I really like this book! Our entire lives, my generation has been told that the internet and technology has made us worse-we don't really learn math anymore because we have calculators, we don't know how to spell because we have spell check and we can't find real information anymore because my generation looks to wikipedia instead of Britannica. Tapscott tells us that this is ok, and in fact goes one step further, he talks about how my generation is changing the world. He paints us in a positive light, saying we can change the world for better and not for worse. The author also helps me understand a little better about why older people have the view they do, everyone's paradigms come from somewhere and while our generation cannot imagine a world without computers or the internet, our parents and grandparents had to learn to use the computer and the internet. They were scared of it.

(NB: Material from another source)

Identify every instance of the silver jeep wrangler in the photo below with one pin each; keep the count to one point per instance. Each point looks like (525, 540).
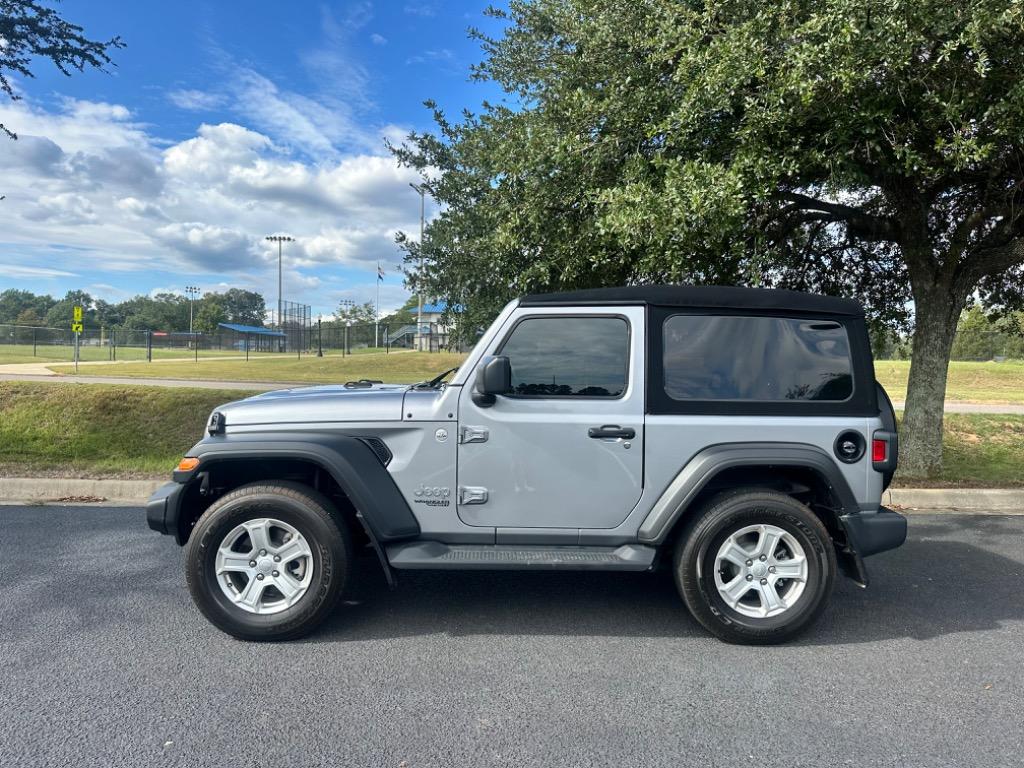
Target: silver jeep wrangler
(735, 435)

Tapscott really made me think when he talked about how his son went around to house saying that the refrigerator and the TV were technology as well. It's true, but we don't think of them as technology because we've had them our whole lives. To my generation, computers are not technology, they're established. I can't remember the first time I used a computer. The older generation can remember even Professor Arola remembers clearly-she told my class she was in college. My parents majored in Computer Science before people had PCs in their house. If you look around where you live, everything in your home is a technology. When humanity began, we had nothing so we had to invent things to make the world better. Computers and the internet happened to change the world in a big way, but so did phones, electricity, forks and everything else we use on a daily basis.
I also liked how he talked to Rahaf and she said part of the reason she changed careers was that she didn't like the hours she was working. It's amazing to me how the internet allows people to break out of the 9 to 5 box that we've been raised to see. That was one of the benefits of going into the field I chose when I changed my majors-I will most likely be working on projects that have a deadline but can often be done from home or not necessarily at regular office hours.
Overall, the first part of Grown Up Digital really made me think about my perspective and how lucky I am to have been born in this generation.